破れた恋に、火をつけて。〜元彼とライバルな氷の騎士が「誰よりも、貴女のことを愛している」と傷心の私に付け込んでくる〜
 私の思い込みで魔女というからには、歳を重ねていると思っていた。けれど、クレメントの姿を一目見た途端に目の色を変えた女性は若く、簡単に言うととても綺麗な人だった。焦茶色の緩く巻いた髪に、同色の瞳。整っている顔の造作は、陶磁器で出来ている人形を思わせた。

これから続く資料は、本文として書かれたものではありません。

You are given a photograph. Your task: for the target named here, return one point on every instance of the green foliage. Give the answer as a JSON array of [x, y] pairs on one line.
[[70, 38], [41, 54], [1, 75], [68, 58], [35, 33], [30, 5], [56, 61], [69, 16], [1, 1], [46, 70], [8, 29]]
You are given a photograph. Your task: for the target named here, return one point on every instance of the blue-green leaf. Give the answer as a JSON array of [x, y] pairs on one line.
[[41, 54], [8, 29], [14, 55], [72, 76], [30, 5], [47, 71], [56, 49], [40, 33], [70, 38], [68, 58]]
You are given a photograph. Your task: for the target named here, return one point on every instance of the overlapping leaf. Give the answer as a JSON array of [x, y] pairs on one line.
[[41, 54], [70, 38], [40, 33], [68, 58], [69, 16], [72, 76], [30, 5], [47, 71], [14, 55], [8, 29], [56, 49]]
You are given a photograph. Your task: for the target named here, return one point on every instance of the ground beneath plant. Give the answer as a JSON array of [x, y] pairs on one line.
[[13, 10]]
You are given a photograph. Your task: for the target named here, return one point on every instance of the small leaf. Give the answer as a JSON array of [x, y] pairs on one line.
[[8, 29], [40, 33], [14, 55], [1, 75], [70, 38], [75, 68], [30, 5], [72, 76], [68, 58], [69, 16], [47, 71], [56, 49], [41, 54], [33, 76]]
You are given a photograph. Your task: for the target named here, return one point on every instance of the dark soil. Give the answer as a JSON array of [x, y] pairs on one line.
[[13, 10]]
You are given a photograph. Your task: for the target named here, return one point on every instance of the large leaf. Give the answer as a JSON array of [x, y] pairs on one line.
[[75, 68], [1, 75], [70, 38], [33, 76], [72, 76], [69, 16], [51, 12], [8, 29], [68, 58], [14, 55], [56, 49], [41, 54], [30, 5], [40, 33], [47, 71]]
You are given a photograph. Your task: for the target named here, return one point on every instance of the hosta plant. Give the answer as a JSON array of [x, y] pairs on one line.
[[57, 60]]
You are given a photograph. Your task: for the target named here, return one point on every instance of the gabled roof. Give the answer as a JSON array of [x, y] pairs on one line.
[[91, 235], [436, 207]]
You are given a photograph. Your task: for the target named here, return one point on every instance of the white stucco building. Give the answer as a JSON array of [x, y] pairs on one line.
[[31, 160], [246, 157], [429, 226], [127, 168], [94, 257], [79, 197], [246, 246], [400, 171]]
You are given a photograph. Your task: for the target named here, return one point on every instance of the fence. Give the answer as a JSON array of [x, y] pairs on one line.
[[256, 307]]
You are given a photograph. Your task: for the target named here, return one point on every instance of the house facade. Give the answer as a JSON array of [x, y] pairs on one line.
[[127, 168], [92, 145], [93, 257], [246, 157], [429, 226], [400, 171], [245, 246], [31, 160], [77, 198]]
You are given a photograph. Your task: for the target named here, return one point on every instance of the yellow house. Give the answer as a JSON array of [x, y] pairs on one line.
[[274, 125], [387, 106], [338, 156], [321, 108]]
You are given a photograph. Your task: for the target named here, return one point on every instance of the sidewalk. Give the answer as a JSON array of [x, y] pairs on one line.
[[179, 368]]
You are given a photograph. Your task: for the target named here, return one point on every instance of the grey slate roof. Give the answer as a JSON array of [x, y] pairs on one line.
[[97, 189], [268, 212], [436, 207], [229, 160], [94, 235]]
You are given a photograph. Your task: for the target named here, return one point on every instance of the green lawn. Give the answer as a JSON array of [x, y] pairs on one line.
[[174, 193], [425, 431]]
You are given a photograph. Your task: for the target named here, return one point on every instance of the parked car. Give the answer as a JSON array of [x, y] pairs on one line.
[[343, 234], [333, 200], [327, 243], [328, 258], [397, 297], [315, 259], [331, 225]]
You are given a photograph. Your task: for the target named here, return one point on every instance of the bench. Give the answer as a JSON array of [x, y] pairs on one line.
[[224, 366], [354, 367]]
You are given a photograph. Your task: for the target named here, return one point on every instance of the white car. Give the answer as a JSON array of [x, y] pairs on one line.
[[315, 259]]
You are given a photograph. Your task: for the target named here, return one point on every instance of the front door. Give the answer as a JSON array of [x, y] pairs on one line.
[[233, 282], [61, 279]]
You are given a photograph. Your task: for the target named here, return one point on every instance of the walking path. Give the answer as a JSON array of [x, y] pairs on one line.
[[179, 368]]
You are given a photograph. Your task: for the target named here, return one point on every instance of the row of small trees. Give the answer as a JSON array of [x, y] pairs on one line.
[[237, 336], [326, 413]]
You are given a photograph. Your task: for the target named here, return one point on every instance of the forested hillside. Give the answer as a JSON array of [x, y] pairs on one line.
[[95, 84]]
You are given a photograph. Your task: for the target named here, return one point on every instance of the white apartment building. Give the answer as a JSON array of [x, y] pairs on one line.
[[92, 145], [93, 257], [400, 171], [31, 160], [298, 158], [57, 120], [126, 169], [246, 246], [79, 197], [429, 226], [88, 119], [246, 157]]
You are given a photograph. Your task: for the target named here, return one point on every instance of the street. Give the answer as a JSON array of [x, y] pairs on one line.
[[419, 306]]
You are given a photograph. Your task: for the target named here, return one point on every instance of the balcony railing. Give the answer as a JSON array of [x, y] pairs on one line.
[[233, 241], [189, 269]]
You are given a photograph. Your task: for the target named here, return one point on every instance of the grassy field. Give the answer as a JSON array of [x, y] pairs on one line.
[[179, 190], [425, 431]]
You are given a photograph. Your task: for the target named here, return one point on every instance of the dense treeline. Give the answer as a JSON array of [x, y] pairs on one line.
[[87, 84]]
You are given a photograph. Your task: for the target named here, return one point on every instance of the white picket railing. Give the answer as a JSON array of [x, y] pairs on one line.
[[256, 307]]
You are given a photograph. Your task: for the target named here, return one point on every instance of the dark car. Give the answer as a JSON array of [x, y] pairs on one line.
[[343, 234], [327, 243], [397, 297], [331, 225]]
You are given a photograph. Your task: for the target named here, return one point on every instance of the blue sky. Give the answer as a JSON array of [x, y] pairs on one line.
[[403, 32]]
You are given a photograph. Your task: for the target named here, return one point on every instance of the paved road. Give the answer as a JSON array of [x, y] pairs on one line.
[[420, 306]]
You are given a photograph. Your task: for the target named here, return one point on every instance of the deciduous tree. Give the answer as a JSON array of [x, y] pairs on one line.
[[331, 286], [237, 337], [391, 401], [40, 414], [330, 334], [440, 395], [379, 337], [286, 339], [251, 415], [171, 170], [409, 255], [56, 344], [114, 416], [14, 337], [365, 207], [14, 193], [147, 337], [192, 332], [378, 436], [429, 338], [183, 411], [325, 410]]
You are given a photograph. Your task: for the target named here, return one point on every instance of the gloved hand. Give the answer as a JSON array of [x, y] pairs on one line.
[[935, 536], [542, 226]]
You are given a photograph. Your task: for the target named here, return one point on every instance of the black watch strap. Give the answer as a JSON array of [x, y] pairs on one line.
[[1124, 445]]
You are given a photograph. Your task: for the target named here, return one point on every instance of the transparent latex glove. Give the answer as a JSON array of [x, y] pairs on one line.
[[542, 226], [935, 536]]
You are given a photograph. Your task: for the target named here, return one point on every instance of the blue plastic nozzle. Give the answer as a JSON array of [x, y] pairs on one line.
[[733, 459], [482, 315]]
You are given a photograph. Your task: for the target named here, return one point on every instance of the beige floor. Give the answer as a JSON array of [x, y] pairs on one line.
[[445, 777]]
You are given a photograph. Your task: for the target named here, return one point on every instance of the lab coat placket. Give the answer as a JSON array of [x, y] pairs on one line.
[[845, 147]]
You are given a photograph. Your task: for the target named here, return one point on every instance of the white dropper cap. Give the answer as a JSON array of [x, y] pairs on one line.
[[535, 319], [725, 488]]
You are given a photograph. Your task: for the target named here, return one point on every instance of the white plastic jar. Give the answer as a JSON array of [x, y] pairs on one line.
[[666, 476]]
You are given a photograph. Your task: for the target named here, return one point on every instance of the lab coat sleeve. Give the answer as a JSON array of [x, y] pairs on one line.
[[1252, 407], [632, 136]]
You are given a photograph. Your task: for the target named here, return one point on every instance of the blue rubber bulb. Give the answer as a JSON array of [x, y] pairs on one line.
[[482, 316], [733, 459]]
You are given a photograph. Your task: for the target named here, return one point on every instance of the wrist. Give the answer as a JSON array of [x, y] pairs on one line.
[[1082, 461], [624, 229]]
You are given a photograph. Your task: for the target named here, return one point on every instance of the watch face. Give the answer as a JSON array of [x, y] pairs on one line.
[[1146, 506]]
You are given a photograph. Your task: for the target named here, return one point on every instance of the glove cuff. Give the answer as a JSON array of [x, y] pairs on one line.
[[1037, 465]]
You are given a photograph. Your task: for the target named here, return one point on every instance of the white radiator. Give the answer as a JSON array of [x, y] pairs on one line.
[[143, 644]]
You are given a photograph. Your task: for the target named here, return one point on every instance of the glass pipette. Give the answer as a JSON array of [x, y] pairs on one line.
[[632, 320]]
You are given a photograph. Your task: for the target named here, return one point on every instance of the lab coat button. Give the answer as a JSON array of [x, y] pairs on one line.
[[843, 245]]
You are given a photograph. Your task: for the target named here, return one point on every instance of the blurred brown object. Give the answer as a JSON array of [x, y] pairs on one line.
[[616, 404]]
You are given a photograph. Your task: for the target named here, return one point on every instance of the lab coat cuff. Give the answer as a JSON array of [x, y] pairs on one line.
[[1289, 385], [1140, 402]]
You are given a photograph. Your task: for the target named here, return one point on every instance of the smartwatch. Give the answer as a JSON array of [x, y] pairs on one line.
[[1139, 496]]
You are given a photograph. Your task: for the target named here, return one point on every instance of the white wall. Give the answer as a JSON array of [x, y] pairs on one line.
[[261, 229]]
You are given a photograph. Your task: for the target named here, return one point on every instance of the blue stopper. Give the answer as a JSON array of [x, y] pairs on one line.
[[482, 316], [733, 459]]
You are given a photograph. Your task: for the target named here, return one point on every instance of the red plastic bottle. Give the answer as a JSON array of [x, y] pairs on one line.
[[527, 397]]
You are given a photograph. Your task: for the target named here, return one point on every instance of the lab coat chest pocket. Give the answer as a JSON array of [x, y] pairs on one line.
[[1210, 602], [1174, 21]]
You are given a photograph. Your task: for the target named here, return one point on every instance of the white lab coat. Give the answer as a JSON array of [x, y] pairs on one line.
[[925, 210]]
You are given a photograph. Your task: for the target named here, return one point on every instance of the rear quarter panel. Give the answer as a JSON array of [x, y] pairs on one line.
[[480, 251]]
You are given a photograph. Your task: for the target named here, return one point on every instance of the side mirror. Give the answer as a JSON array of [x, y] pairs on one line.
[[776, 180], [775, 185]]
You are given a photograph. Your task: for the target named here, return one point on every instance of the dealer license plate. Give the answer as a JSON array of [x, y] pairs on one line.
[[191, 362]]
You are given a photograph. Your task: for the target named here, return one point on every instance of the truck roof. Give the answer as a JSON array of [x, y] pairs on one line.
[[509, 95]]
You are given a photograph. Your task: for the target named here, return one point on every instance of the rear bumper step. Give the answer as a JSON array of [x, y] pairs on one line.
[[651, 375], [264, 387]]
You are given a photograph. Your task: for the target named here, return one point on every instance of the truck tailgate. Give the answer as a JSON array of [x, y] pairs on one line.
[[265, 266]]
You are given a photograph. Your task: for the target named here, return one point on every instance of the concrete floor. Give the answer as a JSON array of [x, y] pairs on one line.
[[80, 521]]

「突然の訪問を、失礼します。私は、レジュラスの王宮騎士団の筆頭騎士クレメント・ボールドウィン。同僚の一人が、東の地ソゼクに伝わるという呪術を掛けられて居ます。こちらが、我が国の王太子からの助力を願う書状です」

 俺様クレメントが、真面目な顔して仕事している。

 何だか、私は背中がむず痒い気持ちになった。いや、もちろん彼だって時と場合を考えて口調を変えるだろうし、仕事中は真面目なんだろうけど、私たち二人は、お互いに私的な時間を過ごす事が多かったから。

「ご丁寧にどうも……私はグウィネス。おや。こちらのお嬢さんは?」

 クレメントから白い手紙を受け取りつつ、魔女のグウィネスは、彼のすぐ後ろに居た私に気がつき不思議そうな顔をした。黙ってお辞儀をした私に、会釈を返す。